Threat actors could target all 57 million of Uber’s customers and commit all sorts of malicious practices, including credit card theft and more. So, what is this bug? How did Uber react (Not what you’d expect)? Find out in the article below.
Uber Vulnerability – Your Ride is Here (Or is It?)
When users receive an official email from Uber, they’re more likely to reply without having to think twice. Phishing emails are definitely on the rise.
However, while threat actors usually go to great lengths trying to fake logos in hopes of legitimizing an email as much as they can, this Uber vulnerability makes their job a lot easier.
According to Seif Elsallamy – a security researcher and bug bounty hunter, this bug allows anyone to send emails on behalf of Uber. Yeah, using the official company name.
Nothing fake at all, because, well, they’re not. Whatever email provider the victims are using, it won’t figure out that this is not Uber as the email is going to make it past any spam filters.
Elsallamy demonstrated what exploiting the bug can lead to, so he tested it with Bleeping Computer. He sent them an email message that, of course, came from Uber itself. As reported, it landed in their inbox, not in the Junk folder:
As seen in the image on the left, the email is clearly coming from Uber. What makes this dangerous is that it can include anything, such as a “verify your credit card” notification.
If the information is submitted, everything would be sent to a test site set up by the attacker – as reported by the researcher. To solidify his point, he left a message at the end of the email as a disclaimer: “This is a security vulnerability Proof of Concept.”

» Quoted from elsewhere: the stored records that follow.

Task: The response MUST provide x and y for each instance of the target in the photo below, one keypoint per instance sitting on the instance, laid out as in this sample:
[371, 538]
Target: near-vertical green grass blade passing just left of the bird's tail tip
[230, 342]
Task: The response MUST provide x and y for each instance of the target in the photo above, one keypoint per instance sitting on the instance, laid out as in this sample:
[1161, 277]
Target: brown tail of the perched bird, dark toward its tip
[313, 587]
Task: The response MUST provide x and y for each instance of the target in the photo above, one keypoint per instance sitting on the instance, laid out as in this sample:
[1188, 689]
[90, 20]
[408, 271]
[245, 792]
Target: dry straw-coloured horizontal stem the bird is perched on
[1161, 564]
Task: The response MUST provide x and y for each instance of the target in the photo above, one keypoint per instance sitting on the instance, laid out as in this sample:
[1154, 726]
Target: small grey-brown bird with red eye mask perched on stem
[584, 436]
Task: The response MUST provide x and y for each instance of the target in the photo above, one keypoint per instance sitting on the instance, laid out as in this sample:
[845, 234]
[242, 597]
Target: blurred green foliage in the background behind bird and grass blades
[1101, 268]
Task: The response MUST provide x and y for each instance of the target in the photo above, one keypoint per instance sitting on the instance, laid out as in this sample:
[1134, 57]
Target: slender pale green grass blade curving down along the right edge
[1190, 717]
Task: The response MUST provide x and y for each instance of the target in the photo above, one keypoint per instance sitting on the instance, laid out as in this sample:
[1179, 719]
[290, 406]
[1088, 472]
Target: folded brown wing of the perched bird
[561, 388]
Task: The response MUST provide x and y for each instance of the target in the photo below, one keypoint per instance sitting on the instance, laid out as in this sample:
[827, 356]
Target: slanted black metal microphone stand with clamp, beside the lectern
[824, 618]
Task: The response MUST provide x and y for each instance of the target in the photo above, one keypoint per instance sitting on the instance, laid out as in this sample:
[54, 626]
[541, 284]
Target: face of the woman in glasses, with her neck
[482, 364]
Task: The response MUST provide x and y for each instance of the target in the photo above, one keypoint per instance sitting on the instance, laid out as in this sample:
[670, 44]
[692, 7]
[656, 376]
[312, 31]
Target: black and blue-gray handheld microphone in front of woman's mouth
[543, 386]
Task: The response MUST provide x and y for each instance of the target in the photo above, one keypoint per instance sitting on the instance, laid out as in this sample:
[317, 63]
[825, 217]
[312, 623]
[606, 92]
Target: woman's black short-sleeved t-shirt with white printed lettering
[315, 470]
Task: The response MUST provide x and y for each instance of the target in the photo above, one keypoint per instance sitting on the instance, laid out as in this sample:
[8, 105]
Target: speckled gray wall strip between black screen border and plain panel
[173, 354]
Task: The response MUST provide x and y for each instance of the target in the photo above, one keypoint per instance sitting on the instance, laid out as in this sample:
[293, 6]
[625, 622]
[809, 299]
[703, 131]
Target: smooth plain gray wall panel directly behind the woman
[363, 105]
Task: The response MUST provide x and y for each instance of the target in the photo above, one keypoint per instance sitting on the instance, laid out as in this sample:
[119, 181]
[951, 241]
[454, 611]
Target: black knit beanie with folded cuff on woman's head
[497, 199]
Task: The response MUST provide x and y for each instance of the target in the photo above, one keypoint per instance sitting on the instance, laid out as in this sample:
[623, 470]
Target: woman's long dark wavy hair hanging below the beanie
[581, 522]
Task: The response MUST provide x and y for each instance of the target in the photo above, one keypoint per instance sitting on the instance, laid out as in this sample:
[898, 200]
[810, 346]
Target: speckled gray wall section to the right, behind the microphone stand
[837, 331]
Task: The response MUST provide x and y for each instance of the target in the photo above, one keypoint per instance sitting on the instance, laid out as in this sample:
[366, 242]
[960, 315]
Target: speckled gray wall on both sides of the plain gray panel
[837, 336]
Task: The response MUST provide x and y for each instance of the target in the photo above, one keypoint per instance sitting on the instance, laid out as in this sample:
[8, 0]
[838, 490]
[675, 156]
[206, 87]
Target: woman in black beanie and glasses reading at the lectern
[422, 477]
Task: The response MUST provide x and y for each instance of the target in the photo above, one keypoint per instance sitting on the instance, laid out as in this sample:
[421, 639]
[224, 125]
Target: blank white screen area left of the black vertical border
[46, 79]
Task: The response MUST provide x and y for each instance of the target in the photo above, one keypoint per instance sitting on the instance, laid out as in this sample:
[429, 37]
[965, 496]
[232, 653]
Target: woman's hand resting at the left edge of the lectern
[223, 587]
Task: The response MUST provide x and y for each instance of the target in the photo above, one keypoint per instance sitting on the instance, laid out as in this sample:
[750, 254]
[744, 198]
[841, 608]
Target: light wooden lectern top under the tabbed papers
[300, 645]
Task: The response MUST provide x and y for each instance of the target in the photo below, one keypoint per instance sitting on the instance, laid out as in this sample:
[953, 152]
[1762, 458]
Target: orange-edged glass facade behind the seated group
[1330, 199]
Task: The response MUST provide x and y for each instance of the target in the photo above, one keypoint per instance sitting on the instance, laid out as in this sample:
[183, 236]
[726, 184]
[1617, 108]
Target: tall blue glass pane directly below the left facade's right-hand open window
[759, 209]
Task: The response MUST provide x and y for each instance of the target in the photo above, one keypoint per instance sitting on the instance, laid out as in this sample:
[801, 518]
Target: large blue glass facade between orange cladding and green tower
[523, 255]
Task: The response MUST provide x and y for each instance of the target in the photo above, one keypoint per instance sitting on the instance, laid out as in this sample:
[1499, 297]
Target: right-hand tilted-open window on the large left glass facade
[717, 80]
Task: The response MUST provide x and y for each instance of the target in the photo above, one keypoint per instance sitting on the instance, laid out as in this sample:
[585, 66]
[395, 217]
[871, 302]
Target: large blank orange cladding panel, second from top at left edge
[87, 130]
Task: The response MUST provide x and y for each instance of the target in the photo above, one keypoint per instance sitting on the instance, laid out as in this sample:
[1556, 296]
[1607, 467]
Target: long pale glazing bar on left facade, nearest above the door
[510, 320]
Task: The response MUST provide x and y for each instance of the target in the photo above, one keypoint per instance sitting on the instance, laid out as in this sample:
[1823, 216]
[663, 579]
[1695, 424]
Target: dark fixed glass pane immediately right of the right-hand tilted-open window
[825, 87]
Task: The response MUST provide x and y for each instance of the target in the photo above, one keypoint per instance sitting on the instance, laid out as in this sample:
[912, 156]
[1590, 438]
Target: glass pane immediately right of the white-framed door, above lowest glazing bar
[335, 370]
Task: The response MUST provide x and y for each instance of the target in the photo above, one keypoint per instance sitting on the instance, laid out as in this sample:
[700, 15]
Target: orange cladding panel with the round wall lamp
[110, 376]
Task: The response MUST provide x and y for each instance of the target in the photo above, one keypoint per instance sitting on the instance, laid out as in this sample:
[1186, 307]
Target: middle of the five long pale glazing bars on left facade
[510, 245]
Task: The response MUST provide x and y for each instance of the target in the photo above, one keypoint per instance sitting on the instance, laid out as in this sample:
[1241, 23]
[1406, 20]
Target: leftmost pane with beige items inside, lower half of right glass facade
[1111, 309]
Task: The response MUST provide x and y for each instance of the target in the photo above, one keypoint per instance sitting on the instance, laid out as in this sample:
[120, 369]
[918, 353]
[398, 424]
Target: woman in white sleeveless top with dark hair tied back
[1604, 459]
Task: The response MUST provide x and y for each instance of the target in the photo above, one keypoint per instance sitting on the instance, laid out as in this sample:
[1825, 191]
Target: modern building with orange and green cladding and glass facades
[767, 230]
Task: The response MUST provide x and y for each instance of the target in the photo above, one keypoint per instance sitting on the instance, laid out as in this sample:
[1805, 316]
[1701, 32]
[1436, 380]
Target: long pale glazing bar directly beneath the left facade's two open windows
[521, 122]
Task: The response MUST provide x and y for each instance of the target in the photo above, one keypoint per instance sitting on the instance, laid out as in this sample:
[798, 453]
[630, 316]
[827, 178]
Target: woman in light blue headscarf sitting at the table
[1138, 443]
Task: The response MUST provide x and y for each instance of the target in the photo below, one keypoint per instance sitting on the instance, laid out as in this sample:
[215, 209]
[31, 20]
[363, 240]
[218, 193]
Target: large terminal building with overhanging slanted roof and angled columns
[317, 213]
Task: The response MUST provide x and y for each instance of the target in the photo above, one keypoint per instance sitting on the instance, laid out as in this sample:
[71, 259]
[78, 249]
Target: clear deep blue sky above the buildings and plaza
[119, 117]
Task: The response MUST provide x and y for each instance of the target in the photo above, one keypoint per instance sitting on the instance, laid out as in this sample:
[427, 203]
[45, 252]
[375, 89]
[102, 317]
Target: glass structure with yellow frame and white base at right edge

The Ugly Truth – Reported, yet Rejected
When a reputable company receives a minor complaint, it does its best to resolve it. Well, at least that usually happens. Unfortunately, this is not minor, and this is not how it went down.
Seif Elsallamy could’ve left the matter unintended, but he didn’t. Instead, he responsibly reported the vulnerability to Uber on New Year’s Eve of 2021 via the company’s HackerOne bug bounty program.
With such a bug, you’d think that Uber would go all hands on deck to fix it, but that wasn’t the case. The company rejected Elsallamy’s report for being “out-of-scope,” assuming that exploiting the flaw would require social engineering.
The worst part about this is that it’s not the first time such a vulnerability has been ignored. Apparently, in the past, bug bounty hunters Soufiane el Habti and Shiva Maharaj reported the issue but were met with nothing but rejection as well.
Uber’s Vulnerability – Not a Safe Ride!
The flaw is an exposed endpoint on Uber’s servers and it allows anyone to craft an email on behalf of Uber. Aside from the researcher, BleepingComputer also contacted Uber but has not heard back yet.
This problem is huge as it compromises more than 57 million customers. Uber should know how serious this is, and acknowledge the consequences this might bring along the way.
For now, be very careful when you receive an email from Uber. If you have doubts, try contacting the company directly – don’t submit any personal information.